A highly skilled Security / Monitoring / IT Manager will usually have great ‘domain’ knowledge for their datasets they’re used to working with. But they aren’t necessarily also a Software Engineer or a Data-Architect / Data-Scientist, which means they won’t be in their comfort zone accessing data via the APIs and they could also quickly become stuck wrestling with and wrangling through huge datasets.
What’s more, once you start moving data around there are often Data-Protection / GDPR / Data-governance policies that must be adhered to. Which can present new challenges to the unfamiliar.
What solutions are there for improving the data-correlation between the various components of your IT’s infrastructure?
There are different ways you can improve your IT infrastructure’s overall dataset correlation options. With each having different cost, timescale, performance & robustness implications. Here are a few different approaches:
1. Self-build in-house
Many companies will attempt to address data correlation issues by building solutions in-house. This can work well for building something bespoke, but be prepared for it to turn into a very large project as there can be several moving parts.

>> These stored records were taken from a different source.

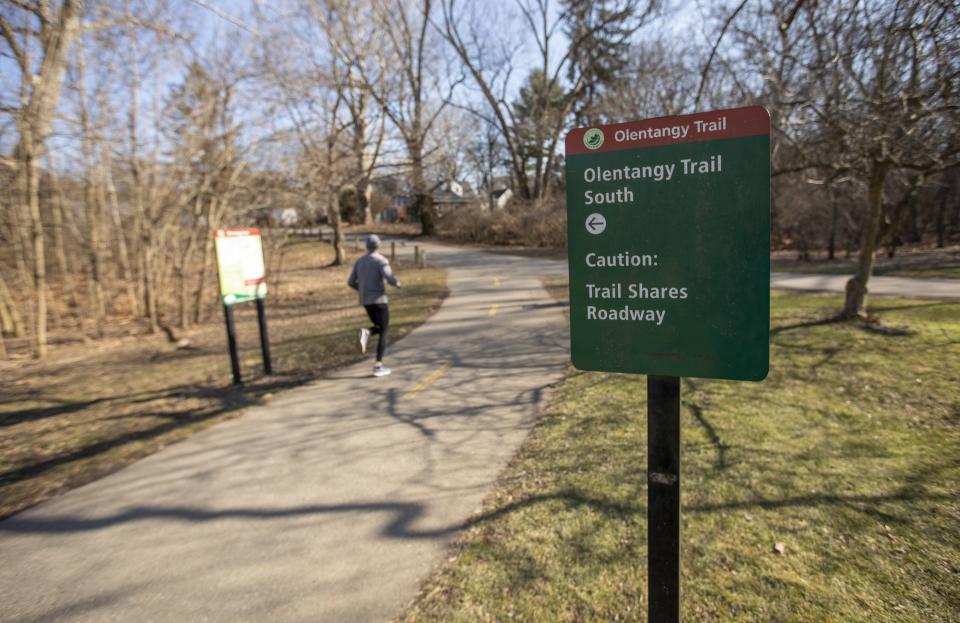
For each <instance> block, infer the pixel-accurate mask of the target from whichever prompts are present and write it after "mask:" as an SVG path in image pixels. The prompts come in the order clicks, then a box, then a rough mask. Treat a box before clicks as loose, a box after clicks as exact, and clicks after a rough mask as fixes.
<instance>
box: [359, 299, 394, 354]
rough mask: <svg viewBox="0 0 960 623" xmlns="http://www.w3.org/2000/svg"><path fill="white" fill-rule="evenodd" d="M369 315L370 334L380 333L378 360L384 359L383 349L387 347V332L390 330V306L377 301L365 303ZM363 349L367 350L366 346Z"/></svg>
mask: <svg viewBox="0 0 960 623" xmlns="http://www.w3.org/2000/svg"><path fill="white" fill-rule="evenodd" d="M363 307H364V309H366V310H367V315H368V316H370V322H372V323H373V326H372V327H370V329H369V331H370V333H369V335H379V336H380V337H379V338H378V339H377V361H383V351H384V349H385V348H386V347H387V333H388V332H389V331H390V307H388V306H387V304H386V303H377V304H375V305H364V306H363ZM363 350H366V348H364V349H363Z"/></svg>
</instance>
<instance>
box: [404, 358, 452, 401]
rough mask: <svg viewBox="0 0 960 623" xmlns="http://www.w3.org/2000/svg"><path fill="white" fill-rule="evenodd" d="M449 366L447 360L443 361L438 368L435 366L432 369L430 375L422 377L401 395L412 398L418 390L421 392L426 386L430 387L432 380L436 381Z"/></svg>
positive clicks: (427, 387) (449, 364)
mask: <svg viewBox="0 0 960 623" xmlns="http://www.w3.org/2000/svg"><path fill="white" fill-rule="evenodd" d="M449 368H450V364H449V363H448V362H446V361H444V362H443V364H441V365H440V367H439V368H437V369H436V370H434V371H433V372H431V373H430V376H428V377H427V378H425V379H423V380H422V381H420V382H419V383H417V386H416V387H414V388H413V389H411V390H410V391H408V392H407V393H406V394H404V395H403V397H404V398H413V397H414V396H416V395H417V394H419V393H420V392H422V391H423V390H425V389H426V388H428V387H430V385H432V384H433V382H434V381H436V380H437V379H438V378H440V377H441V376H443V374H444V373H445V372H446V371H447V370H448V369H449Z"/></svg>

Since you’ll require software engineers (to connect to the respective APIs), Data-Engineers (to correctly model the data flows and data-pipelines), Data-Governance folk (to ensure you’re adhering to GDPR & other data-policies), Data-Scientists / Analysts & Data-Visualisation experts (to convert the modelled data into easily understandable insights). And as this whole piece can easily require a whole team effort, then they’ll need a Project / Owner / Manager too.
2. Buying in (yet more) software tools
Another typical approach to resolve data-correlation issues is by buying-in off-the-shelf tools, with a view to then stitching the output from each together. For example, you might purchase Alteryx for the ELT and Tableau, Sisense or Looker for your data visualisation. Whilst these tools are good in their own rights, they aren’t going to connect to all your data-sources and nor will they address all the data-flows or data-automation for you. Also, systems built out of lots of bolt-on component parts, can easily fall apart, they are only as good as their weakest link which means they can run the risk of becoming like the recent U.K.’s track and trace project, in which excel was a very poor system choice and critical life-and-death data was simply lost.
3. Correlated Data. Built exactly to your specification
An entirely different approach for data-correlation is to have all your API connectors, data modelling and data-visualisations, dashboards, portal-access and so on… fully built for you. The advantages with this approach is that you’ll be using a team that already does this day-in-day-out, and your work will sit atop a proven code-base. Which means you get the highest-quality build available and you’ll be well set up for scale and continuous improvement.
This ‘built-for-you’ approach also means a third-party is then responsible for the data-connections, data-modelling and keeping all those live connections running, using the best-in-class data visualisations for communicating insights, so the headache is off your plate. A great option to use for this would be a platform like Stratiam. The team behind Stratiam already have a growing library of API connectors, ready to plugin to your data sources and get you setup quickly. Custom APIs can also be created, for any API, and their entire system has been built to be fully compliant of GDPR and other policies and is thoroughly pen-tested on a regular basis.
Whichever approach you take for improving how your IT datasets can cross-correlate will add massive value to your overall IT infrastructure and will bolster up your overall IT Security & Monitoring capabilities. If you don’t currently have plans in place to address this yet, then they should be added to your roadmap for the coming year.